European officials were also in talks on spying after revelations by whistle-blower Edward Snowden infuriated leaders and threatened to hold up what could be the world's largest free-trade agreement.
US and Chinese officials held their first session on cyber tensions in Washington on Monday.
"This first meeting, we're hopeful, will enable the two sides to share perspectives on international laws and norms in cyberspace," US State Department spokeswoman Jen Psaki said after the talks.
Psaki voiced hope that the talks, which were attended by a Pentagon official, would "set the tone" for future exchanges on cybersecurity.
Another State Department official, speaking on condition of anonymity, said the US had raised concerns about economic-related hacking.
The official said that both sides made "practical proposals" but declined to give further details.
The US has accused China of waging a vast hacking campaign against America's government, military and companies, with a private study recently concluding that cybertheft costs the world's biggest economy hundreds of billions of dollars a year.
China has hit back that it is also the victim of cyberattacks, charges that gained traction when Snowden said US spies had hacked into the prestigious Tsinghua University, one of six centres that routes all of mainland China's internet traffic.
Barack Obama has insisted there is a distinction between intelligence gathering, which he said was conducted by all countries, and the theft of trade secrets for commercial gain.
Meanwhile, European officials gathered at the US Department of Justice to discuss the activities of the National Security Agency (NSA).
Just blocks away, EU and US officials launched ambitious negotiations for the Transatlantic Trade and Investment Partnership (TTIP), which aims to reduce commercial barriers between the two economies and help both pull clear of the financial crisis.
The spying dispute had threatened to derail the long-planned trade talks even before they started. But angry Europeans agreed last week to go ahead with the TTIP plan - if they could also hold simultaneous discussions on the NSA's activities.
Brussels warned Washington last week that it might reconsider two key data-sharing deals - to share airline passenger data and SWIFT banking details - unless they get US assurances of "full compliance with the law" in its spying programmes.
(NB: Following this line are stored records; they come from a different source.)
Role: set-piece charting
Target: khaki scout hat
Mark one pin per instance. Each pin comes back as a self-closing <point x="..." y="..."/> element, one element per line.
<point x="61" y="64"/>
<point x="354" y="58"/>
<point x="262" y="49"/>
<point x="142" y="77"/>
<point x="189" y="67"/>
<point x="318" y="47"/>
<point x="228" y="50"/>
There was no official confirmation that the intelligencerelated talks were under way.
But sources close to the matter said that two representatives from the European Commission, in the security and privacy fields, and representatives of the 28 EU member states, were meeting US counterparts at the Justice Department.
Official statements for the opening of the trade talks avoided reference to the spying furore, focusing instead on the potential to bring the huge US and European economies closer together.